Despite glowing reviews and multiple Oscar nominations, the first movie in the Lord Of The Rings trilogy could not reach the $900 million mark last year, while the Harry Potter movie, which also received excellent reviews, scaled $930 million worldwide.
The second Harry Potter movie, which has already grossed about $600 million worldwide, is expected to end its highly profitable run with about $800 million. If The Two Towers does not fall in the coming weeks, it stands an excellent chance of topping the $860 million grossed by its predecessor.

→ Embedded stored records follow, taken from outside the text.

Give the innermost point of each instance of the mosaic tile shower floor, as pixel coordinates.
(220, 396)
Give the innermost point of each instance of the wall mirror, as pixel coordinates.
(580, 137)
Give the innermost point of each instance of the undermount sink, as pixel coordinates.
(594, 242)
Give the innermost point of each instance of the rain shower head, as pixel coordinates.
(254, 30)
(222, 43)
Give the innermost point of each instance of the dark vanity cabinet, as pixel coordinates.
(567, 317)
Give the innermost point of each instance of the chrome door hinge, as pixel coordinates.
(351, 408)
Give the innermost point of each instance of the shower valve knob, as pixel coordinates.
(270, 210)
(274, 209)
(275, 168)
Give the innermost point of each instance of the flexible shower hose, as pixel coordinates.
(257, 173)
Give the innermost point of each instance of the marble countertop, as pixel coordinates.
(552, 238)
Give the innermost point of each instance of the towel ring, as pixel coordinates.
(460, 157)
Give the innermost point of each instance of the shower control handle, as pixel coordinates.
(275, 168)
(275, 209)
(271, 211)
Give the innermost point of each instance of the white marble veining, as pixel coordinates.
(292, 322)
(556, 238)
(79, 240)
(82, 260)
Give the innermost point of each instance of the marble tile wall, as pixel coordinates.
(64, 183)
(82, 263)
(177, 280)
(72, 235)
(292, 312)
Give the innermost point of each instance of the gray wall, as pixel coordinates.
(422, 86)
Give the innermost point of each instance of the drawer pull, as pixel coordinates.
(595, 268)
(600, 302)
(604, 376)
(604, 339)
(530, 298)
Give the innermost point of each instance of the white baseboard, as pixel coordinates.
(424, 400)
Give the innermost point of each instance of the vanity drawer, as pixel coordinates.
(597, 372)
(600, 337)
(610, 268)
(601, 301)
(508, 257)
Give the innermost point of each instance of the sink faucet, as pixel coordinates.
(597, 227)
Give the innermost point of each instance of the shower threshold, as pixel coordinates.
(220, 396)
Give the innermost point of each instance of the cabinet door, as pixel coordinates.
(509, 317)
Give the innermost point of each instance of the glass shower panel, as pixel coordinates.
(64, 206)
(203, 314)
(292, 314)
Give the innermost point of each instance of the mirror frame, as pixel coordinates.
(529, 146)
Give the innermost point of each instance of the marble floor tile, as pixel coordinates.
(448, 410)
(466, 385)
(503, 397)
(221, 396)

While there was plenty to cheer in The Two Towers camp, which is distributed by New Line (a division of Time Warner), there is huge concern if Martin Scorsese's Gangs Of New York will be profitable. The $100 million-plus film, which has received excellent reviews, grossed about $9 million on about 1,500 screens, certainly a disappointing number.
But distributor Miramax is standing solidly behind the film, adding at least 500 screens on Christmas Day, hoping that word of mouth and critics' kudos will make the film a winner. The Two Towers, on the other hand, is on more than 5,000 screens. It was made for about $90 million.
There was a big distance between the three-day weekend gross for The Two Towers ($61 million) and the next movie on the top 10 box-office champions list. The Sandra Bullock-Hugh Grant romantic comedy Two Weeks Notice grabbed $14.4 million. Not a terrific number, but the movie could still turn out to be a decent earner, grossing about $75 million. The executives at Warner Bros must have been relieved by its showing because the film closely follows Analyze That, the Robert De Niro-Billy Crystal comedy that is expected to end its run with just about $35 million.
Other comedies are doing fairly well. Last weekend's top movie, Jennifer Lopez's Maid In Manhattan, was third on the list with about $11 million and an encouraging $35 gross. There is a lot of speculation if this could become the first $100 million movie for Lopez. A lot depends on how the film will withstand fierce competition in the next two weeks.
One of the surprise hits of the season, Drumline, continues to do encouraging business, mostly from teenagers. It was No. 5 with $7.6 million ($22 million gross), followed by the newcomer The Wild Thornberrys Movie, the kiddie film which grossed a disappointing $6.1 million.
Star Trek - Nemesis, which opened with a so-so $18 million, took an awful beating. With just about $4.4 million taken in its second weekend and about $22 million in the till, the movie may end up with just about $40 million. Typically a Star Trek movie would gross $80 million.